Considering Samantha’s show years later, I can now articulate why I love it. Her life is projected on the stage, imperfections and all, showcasing an existence built on attempts, not on 100 percent accuracy. If the show doesn’t work, at the end of the day, she still has a vibrant life with her cats. The show remains only a portion of her identity. Every maker could learn from her.

Fast-forward to a year after my festival premiere. As I write this, demolition is under way on the Sunshine Cinema, as developers are converting the space into condos. Although few will probably notice, a piece of New York City history is gone, yet another signifier of a changing approach to an industry of yesteryear.

Around the time the demolition started, I read that the once-prominent social media site MySpace had reported losing millions of songs, videos and photos posted by its users over a 12-year period. It was a clear sign of the diminishing value of archives in the digital era, which disappear when a platform ceases to care about them.

For many years, the idea of the “classic” cannon of films existed, a cinematic history to revisit; or “criterion” films that were deemed culturally important. Films would stick around and be discussed years later. I foresee a time soon when the “classics” are completely forgotten.

Today, the once-clear signposts of “making it” in the industry are gone. Whether a film premieres at Sundance, or is immediately released on VOD, it will soon be covered by layers of digital internet strata.
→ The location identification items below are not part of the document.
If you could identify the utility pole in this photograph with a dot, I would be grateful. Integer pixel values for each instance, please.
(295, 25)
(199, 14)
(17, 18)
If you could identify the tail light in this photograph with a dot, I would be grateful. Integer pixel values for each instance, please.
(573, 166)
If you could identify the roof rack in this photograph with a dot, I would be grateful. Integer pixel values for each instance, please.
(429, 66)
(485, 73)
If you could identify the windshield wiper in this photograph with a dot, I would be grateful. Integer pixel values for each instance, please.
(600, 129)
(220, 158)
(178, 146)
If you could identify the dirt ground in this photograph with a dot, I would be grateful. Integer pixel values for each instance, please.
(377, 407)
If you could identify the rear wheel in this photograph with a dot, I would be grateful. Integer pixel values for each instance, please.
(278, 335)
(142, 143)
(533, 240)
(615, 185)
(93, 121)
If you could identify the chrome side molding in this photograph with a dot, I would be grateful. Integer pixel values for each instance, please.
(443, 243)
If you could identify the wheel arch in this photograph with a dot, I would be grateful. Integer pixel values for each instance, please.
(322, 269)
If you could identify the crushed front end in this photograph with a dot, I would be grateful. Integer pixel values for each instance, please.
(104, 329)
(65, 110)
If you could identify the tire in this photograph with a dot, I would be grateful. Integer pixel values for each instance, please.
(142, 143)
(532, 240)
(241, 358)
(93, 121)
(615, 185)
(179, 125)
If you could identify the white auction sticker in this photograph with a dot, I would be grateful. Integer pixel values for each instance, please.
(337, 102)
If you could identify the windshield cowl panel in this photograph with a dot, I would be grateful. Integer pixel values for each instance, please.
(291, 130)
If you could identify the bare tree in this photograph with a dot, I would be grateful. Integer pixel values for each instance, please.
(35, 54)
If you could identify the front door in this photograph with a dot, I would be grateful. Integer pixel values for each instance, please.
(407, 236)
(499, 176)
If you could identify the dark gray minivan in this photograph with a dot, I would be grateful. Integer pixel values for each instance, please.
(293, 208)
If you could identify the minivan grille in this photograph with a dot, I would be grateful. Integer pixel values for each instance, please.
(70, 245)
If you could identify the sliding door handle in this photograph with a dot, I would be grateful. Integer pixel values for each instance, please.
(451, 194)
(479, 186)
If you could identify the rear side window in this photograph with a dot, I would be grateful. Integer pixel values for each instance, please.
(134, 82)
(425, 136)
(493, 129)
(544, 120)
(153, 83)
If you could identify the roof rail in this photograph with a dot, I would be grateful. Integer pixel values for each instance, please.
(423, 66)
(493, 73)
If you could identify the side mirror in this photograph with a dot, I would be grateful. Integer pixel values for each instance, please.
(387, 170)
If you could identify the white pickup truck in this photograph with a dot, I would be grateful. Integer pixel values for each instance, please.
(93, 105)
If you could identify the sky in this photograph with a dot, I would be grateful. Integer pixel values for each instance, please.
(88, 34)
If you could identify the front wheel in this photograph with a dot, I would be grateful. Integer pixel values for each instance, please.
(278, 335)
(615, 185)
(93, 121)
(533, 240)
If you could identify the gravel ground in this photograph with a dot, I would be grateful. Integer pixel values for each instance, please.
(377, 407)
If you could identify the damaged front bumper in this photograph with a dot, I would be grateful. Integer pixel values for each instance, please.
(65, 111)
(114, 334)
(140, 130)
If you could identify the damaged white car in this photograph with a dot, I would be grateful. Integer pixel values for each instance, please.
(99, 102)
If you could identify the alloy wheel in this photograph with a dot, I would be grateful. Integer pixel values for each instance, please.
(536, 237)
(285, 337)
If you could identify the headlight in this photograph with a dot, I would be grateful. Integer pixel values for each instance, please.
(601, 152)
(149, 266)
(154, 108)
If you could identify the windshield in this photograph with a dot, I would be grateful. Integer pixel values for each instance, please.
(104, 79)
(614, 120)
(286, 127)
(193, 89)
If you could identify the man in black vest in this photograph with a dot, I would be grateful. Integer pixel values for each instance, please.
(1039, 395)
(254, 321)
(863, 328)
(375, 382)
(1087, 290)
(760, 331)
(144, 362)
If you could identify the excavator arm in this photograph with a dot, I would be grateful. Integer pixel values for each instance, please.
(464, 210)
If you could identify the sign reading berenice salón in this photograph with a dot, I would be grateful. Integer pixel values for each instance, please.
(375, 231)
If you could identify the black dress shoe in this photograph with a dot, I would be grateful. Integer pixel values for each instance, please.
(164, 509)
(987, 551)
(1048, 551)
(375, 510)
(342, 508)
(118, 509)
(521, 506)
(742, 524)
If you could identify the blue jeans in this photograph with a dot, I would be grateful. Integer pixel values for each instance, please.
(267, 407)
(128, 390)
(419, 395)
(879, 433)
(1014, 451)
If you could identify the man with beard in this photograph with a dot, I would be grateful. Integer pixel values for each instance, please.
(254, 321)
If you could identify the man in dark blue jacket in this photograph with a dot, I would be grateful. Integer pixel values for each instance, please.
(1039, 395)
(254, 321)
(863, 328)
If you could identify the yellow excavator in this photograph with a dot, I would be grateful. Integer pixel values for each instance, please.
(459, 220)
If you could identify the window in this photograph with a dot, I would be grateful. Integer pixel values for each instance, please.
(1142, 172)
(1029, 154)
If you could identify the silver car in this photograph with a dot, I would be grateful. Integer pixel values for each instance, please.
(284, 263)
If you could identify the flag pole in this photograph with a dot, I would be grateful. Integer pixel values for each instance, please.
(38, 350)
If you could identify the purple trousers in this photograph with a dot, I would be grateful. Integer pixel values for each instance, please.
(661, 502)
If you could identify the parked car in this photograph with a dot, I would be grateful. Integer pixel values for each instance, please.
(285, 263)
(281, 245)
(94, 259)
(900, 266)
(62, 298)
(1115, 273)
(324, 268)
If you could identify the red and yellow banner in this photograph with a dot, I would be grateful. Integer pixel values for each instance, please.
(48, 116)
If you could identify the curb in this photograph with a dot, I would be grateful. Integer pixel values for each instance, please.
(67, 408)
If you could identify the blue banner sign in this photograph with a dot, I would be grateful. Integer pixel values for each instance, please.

Though the rapid disposal of works is disconcerting to some, I have recently learned to find comfort in this. As a digital storyteller whose previous work took years to produce and which may one day cease to exist, the stakes initially felt high. Recently, however, the finite space a piece of media possesses has moved me towards a more holistic approach to making. It therefore feels less important to worry about its context in the greater scope, especially as people’s preferred viewing mediums and attention continue to shift quickly. It just means that I must find a better reason to create than building a personal mythology.

As impermanence continually and rapidly changes arts culture, I feel less concerned about being perceived as an amateur, what traditional success looks like, or what building a legacy means, although I still hope for consistent opportunities to create. Mostly, I just want to stick around and enjoy telling digital stories for as long as possible; until our current iteration of digital storytelling is replaced by a futuristic equivalent made by robots and AIs, and written by computers. When that happens, hopefully I can help with their production. But if not, I will just need to redefine my idea of happiness, and pet a cat instead.

Jacob Feiring is a director and producer living in Brooklyn, New York, until AI’s replace him with something better. He is an alumnus of Kartemquin Film Labs, and a recipient of the Robert Flaherty Seminar Fellowship. His first feature film, Acrocats!, had its New York Premiere at the IFC Center as part of DOC NYC and screened at festivals and theaters around the world, including Big Sky Film Festival and the Gene Siskel Film Center. Acrocats! is distributed by Gravitas Ventures and available on VOD.